Parking

Parking Infrastructure: A Constraint on or Opportunity for Urban Redevelopment? A Study of Los Angeles County Parking Supply and Growth

Journal of the American Planning Association, 2015, 81(4), pp. 268-286 doi: 10.1080/01944363.2015.1092879

Many cities have adopted minimum parking requirements but we have relatively poor information about how parking infrastructure has grown. We estimate how parking has grown in Los Angeles County from 1900 to 2010 and how parking infrastructure evolves, affects urban form, and relates to changes in automobile travel, using building and roadway growth models. We find that since 1975 the ratio of residential offstreet parking spaces to automobiles in Los Angeles County is close to 1.0 and the greatest density of parking spaces is in the urban core while most new growth in parking occurs outside of the core. 14% of incorporated land in Los Angeles County is committed to parking. Uncertainty in our space inventory is attributed to our building growth model, onstreet space length, and the assumption that parking spaces were created as per the requirements. The continued use of minimum parking requirements is likely to encourage automobile use at a time when metropolitan areas are actively seeking to manage congestion and increase transit use, biking, and walking. Widely discussed ways to reform parking policies may be less than effective if planners do not consider the remaining incentives to auto use created by the existing parking infrastructure. Planners should encourage the conversion of existing parking facilities to alternative uses.

Parking Infrastructure and the Environment

Access Magazine 39, Fall 2011

California is planning to spend $40 billion to build a high speed rail system from San Diego to Sacramento. Advocates argue that high speed rail will save money and improve the environment, while critics claim it will waste money and harm the environment. What accounts for these diametrically opposed views about a technology that has been operating in other countries for decades? And what can transportation analysts offer to inform the debate? Disagreements about the cost and environmental impacts of high speed rail can arise when analysts examine only the most direct effects of the rail system, and compare those to only the direct effects of road and air travel—-the two transportation modes from which high speed rail will likely draw passengers. But transportation energy use and emissions result not only from the direct effects of operating the vehicles but also from indirect effects, such as building the infrastructure, producing the fuels, manufacturing the vehicles, maintaining the system, and disposing of materials at the end of their lives. The full range of emissions from automobile travel, for example, includes not only tailpipe emissions but also the emissions created by building roads and parking garages, manufacturing cars, extracting and refining petroleum, and, finally, wrecking yards and tire dumps. One approach to environmental and cost-benefit analysis that takes both these direct and indirect effects into account is life-cycle assessment. In this article we use life-cycle assessment to compare the energy use and pollution emissions of high speed rail and its competing modes.

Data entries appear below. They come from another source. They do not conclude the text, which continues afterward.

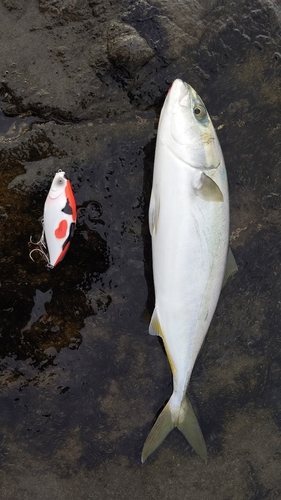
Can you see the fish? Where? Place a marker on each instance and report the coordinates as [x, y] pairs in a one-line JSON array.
[[191, 259], [59, 221]]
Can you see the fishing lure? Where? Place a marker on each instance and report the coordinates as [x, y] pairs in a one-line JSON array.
[[58, 221]]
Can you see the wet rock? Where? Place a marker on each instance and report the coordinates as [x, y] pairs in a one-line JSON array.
[[81, 87], [126, 48], [69, 10]]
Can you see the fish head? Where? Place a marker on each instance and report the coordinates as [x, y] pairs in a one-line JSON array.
[[186, 128], [58, 185]]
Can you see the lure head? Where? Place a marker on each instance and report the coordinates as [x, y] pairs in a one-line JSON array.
[[58, 185], [186, 128]]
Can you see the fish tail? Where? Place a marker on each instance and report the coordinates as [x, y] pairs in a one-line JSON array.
[[182, 417]]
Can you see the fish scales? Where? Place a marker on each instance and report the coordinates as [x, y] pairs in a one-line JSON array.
[[189, 225]]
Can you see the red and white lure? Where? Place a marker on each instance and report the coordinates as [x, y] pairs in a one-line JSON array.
[[58, 221]]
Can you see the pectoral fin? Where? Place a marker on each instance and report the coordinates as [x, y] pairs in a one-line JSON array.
[[155, 327], [230, 267], [206, 188], [154, 209]]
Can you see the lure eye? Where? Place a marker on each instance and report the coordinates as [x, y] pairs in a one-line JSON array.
[[199, 112]]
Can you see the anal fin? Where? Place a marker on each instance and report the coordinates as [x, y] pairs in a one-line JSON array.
[[155, 327]]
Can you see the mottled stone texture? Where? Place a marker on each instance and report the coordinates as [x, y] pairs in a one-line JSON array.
[[81, 87]]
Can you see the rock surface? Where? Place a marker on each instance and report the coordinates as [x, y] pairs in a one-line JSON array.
[[81, 87]]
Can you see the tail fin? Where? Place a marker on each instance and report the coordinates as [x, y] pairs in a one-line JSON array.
[[185, 420]]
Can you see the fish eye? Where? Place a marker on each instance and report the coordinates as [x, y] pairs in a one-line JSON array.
[[199, 111]]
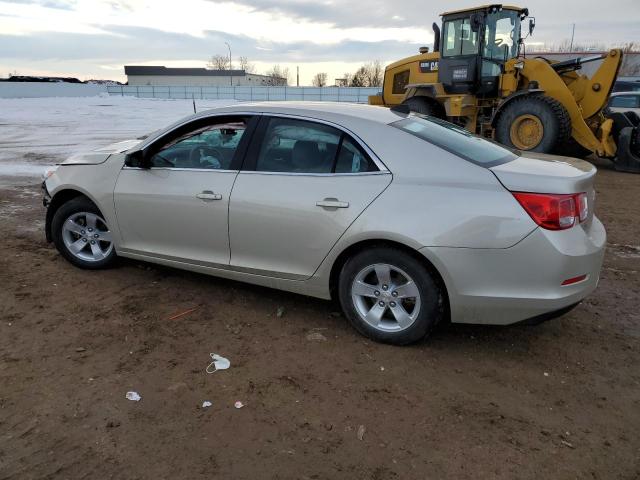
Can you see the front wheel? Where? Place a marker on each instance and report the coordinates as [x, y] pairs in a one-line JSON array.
[[389, 296], [81, 234], [534, 123]]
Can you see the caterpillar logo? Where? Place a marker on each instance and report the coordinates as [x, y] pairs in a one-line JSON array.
[[426, 67]]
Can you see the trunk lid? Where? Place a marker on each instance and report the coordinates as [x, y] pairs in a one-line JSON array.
[[101, 154], [541, 173]]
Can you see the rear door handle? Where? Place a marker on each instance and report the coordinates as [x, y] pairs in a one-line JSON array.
[[332, 203], [208, 195]]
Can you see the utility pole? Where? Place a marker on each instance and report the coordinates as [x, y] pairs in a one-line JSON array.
[[573, 31], [230, 65]]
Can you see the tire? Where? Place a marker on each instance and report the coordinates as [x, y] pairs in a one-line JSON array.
[[362, 294], [546, 119], [425, 106], [78, 223]]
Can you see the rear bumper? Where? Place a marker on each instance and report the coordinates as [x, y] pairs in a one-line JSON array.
[[517, 284]]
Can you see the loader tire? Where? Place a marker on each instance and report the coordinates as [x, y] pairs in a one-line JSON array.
[[425, 106], [534, 123]]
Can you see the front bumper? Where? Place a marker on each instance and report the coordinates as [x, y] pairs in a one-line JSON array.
[[46, 197], [505, 286]]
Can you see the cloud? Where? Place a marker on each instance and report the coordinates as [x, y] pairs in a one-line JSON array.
[[128, 45], [59, 4], [421, 14]]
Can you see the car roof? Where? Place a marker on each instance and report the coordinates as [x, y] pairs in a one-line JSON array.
[[329, 111]]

Parking Infrastructure: Energy, Emissions, and Automobile Life-cycle Environmental Accounting

Environmental Research Letters, 2010, 5(3), doi: 10.1088/1748-9326/5/3/034001

The US parking infrastructure is vast and little is known about its scale and environmental impacts. The few parking space inventories that exist are typically regionalized and no known environmental assessment has been performed to determine the energy and emissions from providing this infrastructure. A better understanding of the scale of US parking is necessary to properly value the total costs of automobile travel. Energy and emissions from constructing and maintaining the parking infrastructure should be considered when assessing the total human health and environmental impacts of vehicle travel. We develop five parking space inventory scenarios and from these estimate the range of infrastructure provided in the US to be between 105 million and 2 billion spaces. Using these estimates, a life-cycle environmental inventory is performed to capture the energy consumption and emissions of greenhouse gases, CO, SO2, NOX, VOC (volatile organic compounds), and PM10 (PM: particulate matter) from raw material extraction, transport, asphalt and concrete production, and placement (including direct, indirect, and supply chain processes) of space construction and maintenance. The environmental assessment is then evaluated within the life-cycle performance of sedans, SUVs (sports utility vehicles), and pickups. Depending on the scenario and vehicle type, the inclusion of parking within the overall life-cycle inventory increases energy consumption from 3.1 to 4.8 MJ by 0.1–0.3 MJ and greenhouse gas emissions from 230 to 380 g CO2e by 6–23 g CO2e per passenger kilometer traveled. Life-cycle automobile SO2 and PM10 emissions show some of the largest increases, by as much as 24% and 89% from the baseline inventory. The environmental consequences of providing the parking spaces are discussed as well as the uncertainty in allocating paved area between parking and roadways.